The weed burner with propane gas tank.


An afternoon of weed pulling can be made easier with the right tools. I use gloves to save my hands and avoid stickers, sap, and my personal terror, scorpions. It can also give you a better grip. To save my back, I get close to the ground, using low seats or kneeling pads. There are many garden seats available, in fact, I have a small cart on wheels that allows me to carry my tools in the cart and scoot along to target new territory. Barbeque forks work well for reaching into the ground to loosen roots, as well as narrow hand trowels. Sometimes I use a hula hoe to circle a weed and pry it out of the ground.

My garden cart on wheels.

Weed Block Cloth

This probably cut down on my weed time by fifty percent. There is an investment involved, but for me it’s worth it. Weed barrier cloth can be purchased online. Make sure you get the product you want as there are many varieties. I like a cloth that is slightly thicker. It maneuvers easier, stays put, and lasts longer. You’ll need wire stakes to hold corners in place. In the summer when temperatures rise, the weed cloth will burn the seeds to prevent new growth. Occasionally, a determined weed will succeed in pushing up through a hole in the cloth, but for the most part, these last for years as an organic addition to weed management.
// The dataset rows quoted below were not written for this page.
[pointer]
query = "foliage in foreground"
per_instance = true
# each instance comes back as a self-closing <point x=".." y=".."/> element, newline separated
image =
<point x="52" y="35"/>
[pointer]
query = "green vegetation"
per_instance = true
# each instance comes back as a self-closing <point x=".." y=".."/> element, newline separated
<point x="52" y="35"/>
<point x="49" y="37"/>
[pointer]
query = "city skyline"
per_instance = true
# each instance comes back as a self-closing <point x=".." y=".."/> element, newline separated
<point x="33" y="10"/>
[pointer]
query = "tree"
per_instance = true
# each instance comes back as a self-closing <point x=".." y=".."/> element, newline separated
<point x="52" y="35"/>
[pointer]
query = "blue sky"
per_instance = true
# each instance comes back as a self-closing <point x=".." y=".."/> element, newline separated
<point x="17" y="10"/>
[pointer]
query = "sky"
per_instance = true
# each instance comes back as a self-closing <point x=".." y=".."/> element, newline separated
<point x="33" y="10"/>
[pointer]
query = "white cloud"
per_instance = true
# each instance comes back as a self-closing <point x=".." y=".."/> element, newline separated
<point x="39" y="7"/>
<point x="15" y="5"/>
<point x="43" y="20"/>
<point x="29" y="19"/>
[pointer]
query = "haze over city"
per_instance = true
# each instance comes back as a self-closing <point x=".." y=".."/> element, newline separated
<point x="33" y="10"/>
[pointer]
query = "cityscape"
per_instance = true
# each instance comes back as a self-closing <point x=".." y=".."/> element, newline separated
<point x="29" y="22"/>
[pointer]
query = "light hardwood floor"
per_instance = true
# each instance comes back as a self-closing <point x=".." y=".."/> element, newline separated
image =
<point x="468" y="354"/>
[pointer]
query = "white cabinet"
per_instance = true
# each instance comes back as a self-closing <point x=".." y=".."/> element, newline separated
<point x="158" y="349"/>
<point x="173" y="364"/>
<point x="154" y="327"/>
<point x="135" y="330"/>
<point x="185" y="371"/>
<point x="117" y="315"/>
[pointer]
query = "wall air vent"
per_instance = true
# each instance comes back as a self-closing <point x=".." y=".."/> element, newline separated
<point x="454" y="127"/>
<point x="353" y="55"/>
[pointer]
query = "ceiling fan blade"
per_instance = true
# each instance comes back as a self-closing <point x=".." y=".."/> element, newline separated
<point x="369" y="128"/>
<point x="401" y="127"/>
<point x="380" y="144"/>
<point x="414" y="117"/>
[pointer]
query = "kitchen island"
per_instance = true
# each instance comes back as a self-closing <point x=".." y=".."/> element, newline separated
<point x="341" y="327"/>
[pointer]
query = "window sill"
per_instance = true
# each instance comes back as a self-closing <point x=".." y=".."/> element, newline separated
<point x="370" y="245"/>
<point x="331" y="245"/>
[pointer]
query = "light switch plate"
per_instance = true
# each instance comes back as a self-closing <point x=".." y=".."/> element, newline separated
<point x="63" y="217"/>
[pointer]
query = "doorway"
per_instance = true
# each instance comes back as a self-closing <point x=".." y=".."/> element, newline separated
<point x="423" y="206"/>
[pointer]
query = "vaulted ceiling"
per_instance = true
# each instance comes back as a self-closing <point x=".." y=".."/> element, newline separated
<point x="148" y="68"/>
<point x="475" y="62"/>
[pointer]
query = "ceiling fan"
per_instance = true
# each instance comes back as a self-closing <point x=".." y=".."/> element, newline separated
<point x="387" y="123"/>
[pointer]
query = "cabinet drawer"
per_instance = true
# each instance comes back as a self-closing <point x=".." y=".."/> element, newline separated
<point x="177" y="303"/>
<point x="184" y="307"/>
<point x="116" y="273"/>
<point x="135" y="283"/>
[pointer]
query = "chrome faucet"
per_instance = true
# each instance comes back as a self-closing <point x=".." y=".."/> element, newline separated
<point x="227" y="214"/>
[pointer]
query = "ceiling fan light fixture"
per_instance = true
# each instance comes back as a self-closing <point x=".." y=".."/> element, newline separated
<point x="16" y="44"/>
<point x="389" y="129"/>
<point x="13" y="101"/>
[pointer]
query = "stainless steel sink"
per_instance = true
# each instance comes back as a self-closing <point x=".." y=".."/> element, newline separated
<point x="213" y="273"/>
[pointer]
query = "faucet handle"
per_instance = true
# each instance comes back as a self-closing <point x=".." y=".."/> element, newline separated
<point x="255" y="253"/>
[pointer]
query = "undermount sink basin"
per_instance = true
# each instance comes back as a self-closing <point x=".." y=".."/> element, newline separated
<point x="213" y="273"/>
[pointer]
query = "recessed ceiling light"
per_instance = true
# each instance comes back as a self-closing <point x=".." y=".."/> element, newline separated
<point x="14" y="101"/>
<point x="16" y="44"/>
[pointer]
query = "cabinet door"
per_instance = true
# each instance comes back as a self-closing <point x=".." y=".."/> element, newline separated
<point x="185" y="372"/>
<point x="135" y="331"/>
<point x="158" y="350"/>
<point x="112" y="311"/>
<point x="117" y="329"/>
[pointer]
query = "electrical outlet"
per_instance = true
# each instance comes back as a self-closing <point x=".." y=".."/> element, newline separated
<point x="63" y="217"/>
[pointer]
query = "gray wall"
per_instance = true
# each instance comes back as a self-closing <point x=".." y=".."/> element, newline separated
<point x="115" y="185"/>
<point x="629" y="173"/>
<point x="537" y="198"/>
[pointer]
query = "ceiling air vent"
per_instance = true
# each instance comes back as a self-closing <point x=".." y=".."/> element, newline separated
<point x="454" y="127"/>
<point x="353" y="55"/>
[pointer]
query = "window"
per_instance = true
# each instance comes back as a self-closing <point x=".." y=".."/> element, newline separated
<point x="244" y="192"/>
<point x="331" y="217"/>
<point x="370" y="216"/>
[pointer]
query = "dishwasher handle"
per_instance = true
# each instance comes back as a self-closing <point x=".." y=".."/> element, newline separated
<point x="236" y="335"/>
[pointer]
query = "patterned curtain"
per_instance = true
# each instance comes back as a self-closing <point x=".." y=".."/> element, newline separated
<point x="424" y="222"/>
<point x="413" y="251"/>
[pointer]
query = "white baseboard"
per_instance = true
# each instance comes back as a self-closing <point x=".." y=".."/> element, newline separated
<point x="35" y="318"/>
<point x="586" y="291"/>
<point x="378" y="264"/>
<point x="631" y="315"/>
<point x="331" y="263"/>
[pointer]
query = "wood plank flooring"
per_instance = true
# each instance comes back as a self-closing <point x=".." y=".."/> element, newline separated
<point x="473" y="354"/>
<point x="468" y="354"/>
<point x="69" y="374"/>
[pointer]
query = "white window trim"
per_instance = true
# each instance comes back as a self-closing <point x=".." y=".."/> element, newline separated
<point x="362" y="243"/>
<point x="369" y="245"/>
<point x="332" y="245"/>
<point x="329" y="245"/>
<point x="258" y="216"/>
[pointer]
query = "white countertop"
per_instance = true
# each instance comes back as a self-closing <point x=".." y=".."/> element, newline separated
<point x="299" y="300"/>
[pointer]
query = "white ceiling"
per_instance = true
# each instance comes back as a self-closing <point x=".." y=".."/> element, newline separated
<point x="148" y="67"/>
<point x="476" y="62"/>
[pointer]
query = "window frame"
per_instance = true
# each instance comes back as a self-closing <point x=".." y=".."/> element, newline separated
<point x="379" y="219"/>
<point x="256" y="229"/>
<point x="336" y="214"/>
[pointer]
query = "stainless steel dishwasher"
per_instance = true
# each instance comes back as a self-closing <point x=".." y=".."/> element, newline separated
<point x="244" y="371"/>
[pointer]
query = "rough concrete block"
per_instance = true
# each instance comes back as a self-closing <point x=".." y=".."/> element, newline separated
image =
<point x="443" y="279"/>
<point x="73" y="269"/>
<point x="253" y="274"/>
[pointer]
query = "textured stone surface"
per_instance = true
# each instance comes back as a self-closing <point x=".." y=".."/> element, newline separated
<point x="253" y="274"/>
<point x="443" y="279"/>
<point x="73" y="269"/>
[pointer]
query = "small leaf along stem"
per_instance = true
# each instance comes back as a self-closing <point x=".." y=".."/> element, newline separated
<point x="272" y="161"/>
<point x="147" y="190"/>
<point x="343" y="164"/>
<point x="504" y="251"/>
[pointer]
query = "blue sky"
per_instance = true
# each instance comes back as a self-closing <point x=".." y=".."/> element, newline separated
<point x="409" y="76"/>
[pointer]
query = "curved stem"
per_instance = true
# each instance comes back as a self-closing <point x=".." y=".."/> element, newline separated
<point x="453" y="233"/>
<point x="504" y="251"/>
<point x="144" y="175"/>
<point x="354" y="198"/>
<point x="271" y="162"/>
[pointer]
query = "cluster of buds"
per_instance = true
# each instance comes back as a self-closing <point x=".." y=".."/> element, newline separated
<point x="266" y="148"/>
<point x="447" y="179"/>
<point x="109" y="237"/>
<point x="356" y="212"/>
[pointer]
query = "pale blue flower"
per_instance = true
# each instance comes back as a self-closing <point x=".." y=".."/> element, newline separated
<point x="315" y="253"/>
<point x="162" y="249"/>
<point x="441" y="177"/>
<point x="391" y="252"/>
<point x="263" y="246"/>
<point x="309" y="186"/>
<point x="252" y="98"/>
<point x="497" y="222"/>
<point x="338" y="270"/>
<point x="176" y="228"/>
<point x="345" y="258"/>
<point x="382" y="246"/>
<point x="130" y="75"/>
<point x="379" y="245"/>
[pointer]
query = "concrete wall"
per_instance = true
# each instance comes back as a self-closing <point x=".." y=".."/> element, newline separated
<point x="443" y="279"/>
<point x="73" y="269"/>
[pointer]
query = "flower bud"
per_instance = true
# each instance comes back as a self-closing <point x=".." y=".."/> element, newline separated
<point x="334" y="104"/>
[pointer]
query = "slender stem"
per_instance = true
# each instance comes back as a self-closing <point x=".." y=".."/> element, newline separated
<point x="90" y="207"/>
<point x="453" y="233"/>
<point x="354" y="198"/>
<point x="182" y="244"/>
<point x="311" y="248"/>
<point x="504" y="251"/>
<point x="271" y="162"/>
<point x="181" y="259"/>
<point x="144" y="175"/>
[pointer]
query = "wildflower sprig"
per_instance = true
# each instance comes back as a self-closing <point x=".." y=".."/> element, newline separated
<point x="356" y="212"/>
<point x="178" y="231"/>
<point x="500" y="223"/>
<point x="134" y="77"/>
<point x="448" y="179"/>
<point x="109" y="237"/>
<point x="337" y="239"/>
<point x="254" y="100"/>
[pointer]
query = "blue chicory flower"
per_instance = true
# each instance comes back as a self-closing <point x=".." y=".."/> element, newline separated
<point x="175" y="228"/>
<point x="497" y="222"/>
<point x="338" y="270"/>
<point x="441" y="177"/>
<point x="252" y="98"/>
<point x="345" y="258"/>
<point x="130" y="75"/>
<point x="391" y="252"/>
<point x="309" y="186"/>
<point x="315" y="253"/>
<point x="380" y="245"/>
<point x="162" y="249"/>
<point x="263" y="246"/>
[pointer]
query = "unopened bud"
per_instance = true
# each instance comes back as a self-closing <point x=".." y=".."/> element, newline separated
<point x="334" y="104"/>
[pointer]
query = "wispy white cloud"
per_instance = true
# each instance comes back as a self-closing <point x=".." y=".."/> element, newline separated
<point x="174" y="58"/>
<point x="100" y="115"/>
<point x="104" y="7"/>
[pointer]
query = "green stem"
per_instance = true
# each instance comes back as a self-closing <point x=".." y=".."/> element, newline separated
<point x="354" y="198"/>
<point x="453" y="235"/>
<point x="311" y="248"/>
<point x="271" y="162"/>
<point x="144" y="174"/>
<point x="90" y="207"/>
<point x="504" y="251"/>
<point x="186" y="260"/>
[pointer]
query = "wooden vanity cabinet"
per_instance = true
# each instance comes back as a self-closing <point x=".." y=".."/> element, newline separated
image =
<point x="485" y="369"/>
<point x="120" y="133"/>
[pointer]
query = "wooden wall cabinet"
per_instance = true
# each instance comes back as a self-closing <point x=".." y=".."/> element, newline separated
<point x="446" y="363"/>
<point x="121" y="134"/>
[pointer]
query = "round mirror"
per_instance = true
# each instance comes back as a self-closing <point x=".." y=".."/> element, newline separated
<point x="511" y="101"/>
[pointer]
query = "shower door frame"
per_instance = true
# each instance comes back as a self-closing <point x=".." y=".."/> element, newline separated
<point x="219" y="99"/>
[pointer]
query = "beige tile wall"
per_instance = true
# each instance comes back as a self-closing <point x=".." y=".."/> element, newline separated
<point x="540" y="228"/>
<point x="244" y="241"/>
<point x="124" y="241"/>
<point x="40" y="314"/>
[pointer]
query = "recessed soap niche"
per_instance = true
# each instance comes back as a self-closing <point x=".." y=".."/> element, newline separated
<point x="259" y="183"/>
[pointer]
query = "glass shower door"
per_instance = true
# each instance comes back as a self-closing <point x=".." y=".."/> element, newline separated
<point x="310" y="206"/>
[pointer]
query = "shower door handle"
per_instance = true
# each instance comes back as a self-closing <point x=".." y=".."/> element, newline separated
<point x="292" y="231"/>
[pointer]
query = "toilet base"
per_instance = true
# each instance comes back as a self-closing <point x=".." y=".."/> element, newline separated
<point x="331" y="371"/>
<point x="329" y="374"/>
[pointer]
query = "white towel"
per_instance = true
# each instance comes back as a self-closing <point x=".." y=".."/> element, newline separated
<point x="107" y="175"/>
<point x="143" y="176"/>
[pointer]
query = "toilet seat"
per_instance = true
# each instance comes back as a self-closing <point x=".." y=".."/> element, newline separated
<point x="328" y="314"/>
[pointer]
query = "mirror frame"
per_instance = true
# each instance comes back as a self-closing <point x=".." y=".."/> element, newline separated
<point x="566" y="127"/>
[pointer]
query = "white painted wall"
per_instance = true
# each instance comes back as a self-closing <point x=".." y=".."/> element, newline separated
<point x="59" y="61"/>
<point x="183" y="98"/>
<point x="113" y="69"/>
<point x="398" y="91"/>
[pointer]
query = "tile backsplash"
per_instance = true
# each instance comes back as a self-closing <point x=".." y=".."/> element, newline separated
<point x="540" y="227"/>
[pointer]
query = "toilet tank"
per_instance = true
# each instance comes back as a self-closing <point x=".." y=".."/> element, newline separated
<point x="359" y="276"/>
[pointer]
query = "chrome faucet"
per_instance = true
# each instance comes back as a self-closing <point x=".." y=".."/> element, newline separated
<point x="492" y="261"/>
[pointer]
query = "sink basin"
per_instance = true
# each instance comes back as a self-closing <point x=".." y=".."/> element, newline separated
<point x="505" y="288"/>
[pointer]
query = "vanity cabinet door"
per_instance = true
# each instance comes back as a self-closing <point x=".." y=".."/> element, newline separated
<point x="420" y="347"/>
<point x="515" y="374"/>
Weed barrier provides a clear path.

Commercial Grade Vinegar

Vinegar can also be purchased online, however this is not what you find in your kitchen. This is a potent acid that will burn the weed and nearby plants, and you as well, if you are careless. Use eye protection, gloves and avoid fumes like any other vinegar. Having warned you, it is a great product to destroy weeds. What I like is that it will not remain in the soil like regular chemical herbicides. If the pH is thrown off, it is easily corrected. Again, it is best used on small weeds.


If you have access to large piles of mulch, a thick layer will serve to block the sun and choke any weeds. Many cities collect green debris, put it through a chopper, and gardeners can pick this up for free. It’s a win-win situation with one catch. The mulch is not heated or sterilized and sometimes you can bring home more weed seeds than what you are already battling. You have to weigh the pros and cons for this one.

A Word about Herbicides

Is there a place for herbicides like Spectracide or Round-up with organic gardening? Not in my green world. My only exception to that would be on concrete surfaces or driveway areas where the dirt will never come in contact with my food. These toxins stay in the ground for at least four years, and then there’s the issue of accidentally spraying yourself with these chemicals. Use of chemicals falls into a grey area, so make that choice based on your own needs.

Slap on the sunscreen, grab a wide-brimmed hat and your best garden gloves when those invading sprouts make their presence known. Trying to stay ahead of the curve will go a long way to cut down on work and encourage flowers and vegetables to reach their peak without the struggle for valuable resources.